今日は11月30日。

11月も今日で終わる。


 11月はフランスの同時多発テロによって世界に戦争の言葉が氾濫し始めた。フランスのテロは許しがたいことだ。同時に中東やアフリカで起きているテロ的な事件も許してはならないことだ。そして、イスラム過激派テロ集団ISのテロも許しがたいのは当然だ。そして、アメリカと中心に他有志連合のISの拠点付近への空爆も、シリアの政府軍と自由シリア軍双方の殺戮合戦的な内戦も、アサド政権を支持するロシアの自由シリア軍やその他の反政府組織の拠点へと空爆も許しがたい。複雑に絡み合う大国の代理戦争的な現実が展開するシリアは、大国のエゴ的な野望による空爆により、国土が焦土と化し、国家存亡の危機の中で、多くの国民が難民になっている。その難民をヨーロッパの国々は受け入れることができない。ある程度の受け入れはしても、多くの難民が、はじき出される現実に、世界の国々は批判さえできない。



 領空侵犯のロシア戦闘機をトルコが撃墜したことで戦争の言葉さえ迫って来る危機感もある11月は今日で終わる。11月が終わっても世界の戦争への危機感は消えはしない。戦争が大好きとは言わないが、戦争を引き起こす可能性を常に秘めているかのような仏頂面のプーチン大統領は、トルコ批判の言葉は、歯に衣も着せない。何時でも宣戦布告の用意があると言わんばかりの強気である。友好国としてのトルコの裏切りを強調する。対するトルコも負けてはいない。いつでも受けて立つ的な気概を感じさせる強気の発言は、オスマン帝国のDNAさえ感じる。

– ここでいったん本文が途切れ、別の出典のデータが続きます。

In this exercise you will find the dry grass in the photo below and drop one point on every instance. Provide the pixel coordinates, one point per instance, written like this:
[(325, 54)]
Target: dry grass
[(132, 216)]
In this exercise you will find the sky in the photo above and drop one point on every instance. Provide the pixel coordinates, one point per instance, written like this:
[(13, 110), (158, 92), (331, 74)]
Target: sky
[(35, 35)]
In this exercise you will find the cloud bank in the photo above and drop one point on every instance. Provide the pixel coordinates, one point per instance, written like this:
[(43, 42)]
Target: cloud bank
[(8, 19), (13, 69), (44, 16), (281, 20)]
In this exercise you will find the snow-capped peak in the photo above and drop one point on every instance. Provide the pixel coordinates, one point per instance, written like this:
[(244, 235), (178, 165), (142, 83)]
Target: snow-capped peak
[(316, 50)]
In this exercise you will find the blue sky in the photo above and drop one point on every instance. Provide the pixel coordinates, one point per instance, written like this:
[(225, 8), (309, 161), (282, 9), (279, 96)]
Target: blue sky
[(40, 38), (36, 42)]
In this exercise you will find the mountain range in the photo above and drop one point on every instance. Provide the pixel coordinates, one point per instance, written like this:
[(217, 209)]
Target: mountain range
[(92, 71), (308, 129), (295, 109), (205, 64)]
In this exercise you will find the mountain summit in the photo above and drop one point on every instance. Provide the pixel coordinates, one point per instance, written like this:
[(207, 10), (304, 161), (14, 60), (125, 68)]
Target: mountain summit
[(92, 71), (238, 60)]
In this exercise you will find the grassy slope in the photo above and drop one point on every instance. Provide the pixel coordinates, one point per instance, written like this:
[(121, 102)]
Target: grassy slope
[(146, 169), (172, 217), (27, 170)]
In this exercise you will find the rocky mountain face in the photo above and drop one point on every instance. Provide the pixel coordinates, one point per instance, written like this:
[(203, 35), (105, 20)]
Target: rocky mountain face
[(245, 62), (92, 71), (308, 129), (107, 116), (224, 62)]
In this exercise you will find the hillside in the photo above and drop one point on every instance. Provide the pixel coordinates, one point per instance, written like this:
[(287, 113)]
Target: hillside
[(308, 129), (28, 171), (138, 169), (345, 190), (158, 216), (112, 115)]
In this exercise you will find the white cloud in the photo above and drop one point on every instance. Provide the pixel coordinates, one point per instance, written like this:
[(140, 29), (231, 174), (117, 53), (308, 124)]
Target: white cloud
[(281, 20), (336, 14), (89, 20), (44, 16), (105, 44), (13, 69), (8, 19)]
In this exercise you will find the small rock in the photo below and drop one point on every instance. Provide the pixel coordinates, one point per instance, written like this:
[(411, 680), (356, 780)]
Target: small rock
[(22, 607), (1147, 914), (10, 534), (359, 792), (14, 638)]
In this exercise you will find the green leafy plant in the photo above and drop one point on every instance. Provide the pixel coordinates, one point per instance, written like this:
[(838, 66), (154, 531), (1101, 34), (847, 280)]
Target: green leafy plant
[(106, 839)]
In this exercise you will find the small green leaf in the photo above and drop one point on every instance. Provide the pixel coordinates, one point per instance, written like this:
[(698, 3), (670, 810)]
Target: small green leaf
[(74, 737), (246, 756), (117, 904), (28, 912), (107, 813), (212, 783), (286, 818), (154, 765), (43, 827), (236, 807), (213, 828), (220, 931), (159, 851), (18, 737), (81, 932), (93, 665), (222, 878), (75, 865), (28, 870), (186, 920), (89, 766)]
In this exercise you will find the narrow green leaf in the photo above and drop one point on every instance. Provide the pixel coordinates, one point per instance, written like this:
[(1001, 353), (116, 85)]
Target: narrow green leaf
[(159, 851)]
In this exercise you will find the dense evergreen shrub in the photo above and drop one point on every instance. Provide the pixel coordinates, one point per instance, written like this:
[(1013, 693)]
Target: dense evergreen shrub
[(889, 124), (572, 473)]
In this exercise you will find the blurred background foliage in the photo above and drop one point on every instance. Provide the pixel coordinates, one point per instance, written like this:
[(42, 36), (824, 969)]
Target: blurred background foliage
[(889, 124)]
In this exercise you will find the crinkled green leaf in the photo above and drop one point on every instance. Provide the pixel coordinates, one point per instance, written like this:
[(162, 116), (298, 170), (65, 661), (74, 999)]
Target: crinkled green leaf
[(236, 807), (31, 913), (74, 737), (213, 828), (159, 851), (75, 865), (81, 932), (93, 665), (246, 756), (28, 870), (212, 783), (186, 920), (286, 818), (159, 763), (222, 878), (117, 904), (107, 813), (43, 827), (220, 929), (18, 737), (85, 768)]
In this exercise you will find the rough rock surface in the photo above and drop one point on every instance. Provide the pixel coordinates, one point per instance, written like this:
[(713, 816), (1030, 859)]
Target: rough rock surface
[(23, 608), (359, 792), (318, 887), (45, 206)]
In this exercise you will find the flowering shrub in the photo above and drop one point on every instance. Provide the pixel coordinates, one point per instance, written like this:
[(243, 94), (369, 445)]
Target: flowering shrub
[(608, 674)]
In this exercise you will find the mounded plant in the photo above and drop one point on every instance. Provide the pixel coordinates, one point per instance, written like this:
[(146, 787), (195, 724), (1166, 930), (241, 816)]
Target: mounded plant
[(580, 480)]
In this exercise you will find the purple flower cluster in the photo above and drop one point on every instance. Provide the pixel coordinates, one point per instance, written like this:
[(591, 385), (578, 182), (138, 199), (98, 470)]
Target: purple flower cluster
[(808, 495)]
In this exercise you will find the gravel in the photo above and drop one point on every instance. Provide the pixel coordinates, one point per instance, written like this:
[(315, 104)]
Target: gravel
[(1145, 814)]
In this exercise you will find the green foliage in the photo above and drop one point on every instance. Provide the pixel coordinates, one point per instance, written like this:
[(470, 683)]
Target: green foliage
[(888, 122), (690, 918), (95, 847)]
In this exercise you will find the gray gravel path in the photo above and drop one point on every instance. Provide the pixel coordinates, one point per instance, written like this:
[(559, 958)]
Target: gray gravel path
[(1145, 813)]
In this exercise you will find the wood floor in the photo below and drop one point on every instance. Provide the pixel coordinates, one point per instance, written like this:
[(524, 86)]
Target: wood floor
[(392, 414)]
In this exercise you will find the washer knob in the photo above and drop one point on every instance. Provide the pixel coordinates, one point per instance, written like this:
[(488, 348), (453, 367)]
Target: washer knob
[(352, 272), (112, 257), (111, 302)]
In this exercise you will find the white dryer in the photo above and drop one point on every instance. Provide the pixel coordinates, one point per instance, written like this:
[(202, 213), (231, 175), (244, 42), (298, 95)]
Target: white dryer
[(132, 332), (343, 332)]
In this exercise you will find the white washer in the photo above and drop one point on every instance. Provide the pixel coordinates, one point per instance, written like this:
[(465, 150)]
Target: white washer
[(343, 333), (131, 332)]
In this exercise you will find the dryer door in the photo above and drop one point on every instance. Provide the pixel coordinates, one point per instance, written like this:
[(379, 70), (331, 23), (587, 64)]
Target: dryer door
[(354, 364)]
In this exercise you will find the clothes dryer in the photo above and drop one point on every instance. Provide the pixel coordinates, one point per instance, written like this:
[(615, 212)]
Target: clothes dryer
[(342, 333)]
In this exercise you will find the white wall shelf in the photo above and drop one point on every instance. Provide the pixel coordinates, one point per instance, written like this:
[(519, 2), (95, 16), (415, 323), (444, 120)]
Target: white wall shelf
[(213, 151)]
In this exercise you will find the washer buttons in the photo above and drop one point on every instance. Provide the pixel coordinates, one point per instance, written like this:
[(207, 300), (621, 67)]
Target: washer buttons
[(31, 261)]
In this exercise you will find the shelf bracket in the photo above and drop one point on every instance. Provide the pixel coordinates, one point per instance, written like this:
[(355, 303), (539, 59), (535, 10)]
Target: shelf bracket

 フランスもトルコもロシアもイギリスも、そしてアメリカも、戦争を前提にした国家戦略を持っていると思われる11月だ。そんな11月に日本の国内で最も気になったニュースは幼児のも残無な死のニュースだった。もちろん個人的に最も気になったニュースだ。



 その一つに、糖尿病の男児へのインシュリン注射をしないで死なせた事件は、同じ糖尿病患者の私には腹立たしい事件だ。腹立たしいというよりは怒りさえか感じる。医者の「注射をしないと死んでしまう」の進言に耳も貸さず、祈祷師を名乗る男に子供の命をあずけた親が腹立たしいが、祈祷師なる悪魔的な人間の存在が許しがたい。子供命を根拠のない世迷言を並べる祈祷師なるもに預ける愚かさもさる事ながら、祈祷師なるものがいることが信じ難いと厳重注意していたことが分かった。7歳の子供が死ぬ理由などありえない。インシュリンさえ注射していれば生きていける糖尿病だ。私は食事療法と薬で糖尿病と向き合うが、インシュリン注射の子供には感心している。ある少年は、実に見事に注射すると褒めると、将来は糖尿病専門の医者になると自信を見せた。そんな少年が、死んだ7歳の幼児と重なる。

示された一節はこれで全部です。